Prisoner of war handmade escape compass : Lieutenant A L Walker, 2/1 Australian Machine Gun Battalion

Places
Accession Number REL/18630
Collection type Heraldry
Object type Personal Equipment
Physical description Cardboard, Perspex, Wood
Location Main Bld: World War 2 Gallery: Gallery 1 - Mediterranean: POW
Maker Walker, Archibald Larnach
Place made Germany: Bavaria, Eichstatt
Date made 1942
Conflict Second World War, 1939-1945
Description

Small handmade escape compass in a wooden container. The container originally contained Swedish Soletter Astra saccharine tablets from a Red Cross parcel. The free moving cardboard dial is marked with black ink, with the arrow to indicate north made from metal foil from chocolate wrapping. The compass is protected by a circular piece of perspex. On the lid of the container is 'SOLETTER / Ca 500st / 1 tabl. = 2 sockerbitar / 4 tabl. = 25g socker / 450 ggr sotare / an socker / ASTRA'.

History / Summary

Handmade escape compass made by Lieutenant A L Walker at Oflag VIIB. Archibald Larnach Walker was born at Brighton, Victoria on 12 December 1913. He was a stock and station agent and had served in the militia for six years before he enlisted into the Second AIF on 1 May 1940. He was taken on strength of the 2/1st Machine Gun Battalion (MG Bn). After training in Australia he embarked from Australia aboard the Ulyssess on 6 August 1940. He arrived at Liverpool, England on 9 October, spending a month in England before embarking for the Middle East on 16 November. He was briefly attached to 2/9 Battalion in November and December, before returning to the 2/1st MG Bn.

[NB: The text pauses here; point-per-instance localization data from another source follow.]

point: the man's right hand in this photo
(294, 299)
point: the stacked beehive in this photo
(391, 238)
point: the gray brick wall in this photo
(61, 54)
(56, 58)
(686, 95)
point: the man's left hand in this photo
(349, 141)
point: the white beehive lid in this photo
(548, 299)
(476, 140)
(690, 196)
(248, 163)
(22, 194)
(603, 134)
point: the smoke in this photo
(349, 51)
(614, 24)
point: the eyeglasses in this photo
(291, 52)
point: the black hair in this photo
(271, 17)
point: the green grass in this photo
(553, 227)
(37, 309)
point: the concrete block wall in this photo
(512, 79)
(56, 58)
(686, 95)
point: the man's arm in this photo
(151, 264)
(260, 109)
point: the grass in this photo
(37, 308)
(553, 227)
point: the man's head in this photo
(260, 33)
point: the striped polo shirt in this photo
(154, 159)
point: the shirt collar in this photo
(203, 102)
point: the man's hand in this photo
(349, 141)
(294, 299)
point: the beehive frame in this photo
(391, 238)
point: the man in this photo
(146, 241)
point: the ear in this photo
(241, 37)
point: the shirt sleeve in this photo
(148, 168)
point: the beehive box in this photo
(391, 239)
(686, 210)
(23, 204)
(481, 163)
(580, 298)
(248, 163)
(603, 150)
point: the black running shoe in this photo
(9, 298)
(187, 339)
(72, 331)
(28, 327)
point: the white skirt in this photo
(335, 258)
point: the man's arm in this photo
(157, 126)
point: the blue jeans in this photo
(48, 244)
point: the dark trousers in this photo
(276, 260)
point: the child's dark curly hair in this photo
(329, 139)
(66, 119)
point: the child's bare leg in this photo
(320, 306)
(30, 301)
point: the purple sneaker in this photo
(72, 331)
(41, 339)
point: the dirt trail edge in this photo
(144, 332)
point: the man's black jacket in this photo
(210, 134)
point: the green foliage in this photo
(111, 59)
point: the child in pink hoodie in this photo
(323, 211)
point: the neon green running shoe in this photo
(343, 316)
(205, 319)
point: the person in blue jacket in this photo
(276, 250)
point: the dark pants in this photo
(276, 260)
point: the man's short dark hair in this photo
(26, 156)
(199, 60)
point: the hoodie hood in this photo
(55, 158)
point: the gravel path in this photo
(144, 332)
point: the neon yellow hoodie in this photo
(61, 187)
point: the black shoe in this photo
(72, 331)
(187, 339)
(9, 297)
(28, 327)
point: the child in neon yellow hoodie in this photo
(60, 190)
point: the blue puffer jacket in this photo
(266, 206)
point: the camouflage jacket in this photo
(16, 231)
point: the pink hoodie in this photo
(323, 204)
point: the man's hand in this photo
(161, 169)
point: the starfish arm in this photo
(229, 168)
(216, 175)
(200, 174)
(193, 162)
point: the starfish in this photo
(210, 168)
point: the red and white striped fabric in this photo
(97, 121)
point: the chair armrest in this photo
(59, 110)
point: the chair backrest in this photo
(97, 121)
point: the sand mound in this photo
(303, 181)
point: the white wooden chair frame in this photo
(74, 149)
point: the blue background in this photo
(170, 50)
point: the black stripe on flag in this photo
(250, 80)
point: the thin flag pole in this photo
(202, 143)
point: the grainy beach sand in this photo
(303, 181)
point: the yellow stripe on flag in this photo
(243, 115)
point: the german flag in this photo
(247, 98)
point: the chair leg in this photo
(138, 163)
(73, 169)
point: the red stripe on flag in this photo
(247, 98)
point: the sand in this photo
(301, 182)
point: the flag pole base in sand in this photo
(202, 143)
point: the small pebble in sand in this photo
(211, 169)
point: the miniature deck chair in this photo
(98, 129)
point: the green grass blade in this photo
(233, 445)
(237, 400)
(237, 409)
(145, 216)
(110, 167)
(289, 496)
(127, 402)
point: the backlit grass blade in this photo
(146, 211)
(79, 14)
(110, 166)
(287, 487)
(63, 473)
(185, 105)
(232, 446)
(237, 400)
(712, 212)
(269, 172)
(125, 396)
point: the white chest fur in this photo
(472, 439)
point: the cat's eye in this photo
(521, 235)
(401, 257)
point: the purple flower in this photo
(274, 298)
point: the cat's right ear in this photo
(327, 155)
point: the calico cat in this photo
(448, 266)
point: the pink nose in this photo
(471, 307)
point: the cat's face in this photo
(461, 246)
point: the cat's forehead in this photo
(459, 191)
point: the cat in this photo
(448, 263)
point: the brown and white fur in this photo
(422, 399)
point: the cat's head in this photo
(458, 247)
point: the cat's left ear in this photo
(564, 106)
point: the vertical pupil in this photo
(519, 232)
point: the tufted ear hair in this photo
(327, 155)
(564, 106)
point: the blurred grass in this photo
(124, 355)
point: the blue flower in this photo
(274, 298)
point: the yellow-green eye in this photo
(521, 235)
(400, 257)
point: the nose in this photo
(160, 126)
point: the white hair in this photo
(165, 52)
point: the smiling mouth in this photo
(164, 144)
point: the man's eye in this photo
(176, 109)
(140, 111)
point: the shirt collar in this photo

On 29 March Walker embarked for Greece with his battalion to support the 6th Division. A few days after arriving in Athens the 2/1st moved to Gerania in the north to support units manning the Aliakmon line. The machine gunners fought alongside the infantry for the rest of the campaign and were evacuated between the end of April and the beginning of May. Walker, however, was not evacuated and was noted as missing in action on 30 April 1941. In July he was noted as a prisoner of war, which was confirmed in September. He had been captured by the Germans during the withdrawal from Greece in April.

Walker was first held at Oflag VB prisoner of war camp at Biberach, Germany. In February 1942 he was transferred to Oflag VIB at Warburg. After a mass escape there, known as the 'Warburg wire job', all British and Commonwealth officers were transferred from Warburg. Walker was sent to Oflag VIIB at Eichstatt, Bavaria. He remained in this camp until it was evacuated in April 1945 due to the Allied advance.

When the prisoners evacuated the camp, many of the 'old timers', including Walker had accumulated many items, as they had been prisoners for many years. The German Camp Commandant, who had been a prisoner himself in the First World War made an arrangement whereby the prisoners packed up the possessions they could not take with them. The Commandant locked the possessions in a room. When the camp was liberated he agreed to let the Red Cross know about the items and give them the key. Eighteen months after Walker returned to Australia his kit bag arrived with the items he had packed away, except for his diary, which had been removed.

Meanwhile the prisoners were marched from Eichstatt to to Stalag VII A at Moosburg, where Walker was liberated, arriving in England in May 1945. He returned to Victoria in July 1945 aboard the Mauratania. He elected to remain with the AIF and served until April 1947 when he was transferred to the Australian Army Reserve. The Perspex cover of the compass was originally covered with powdered saccharine to conceal the compass, in case of searches by German guards.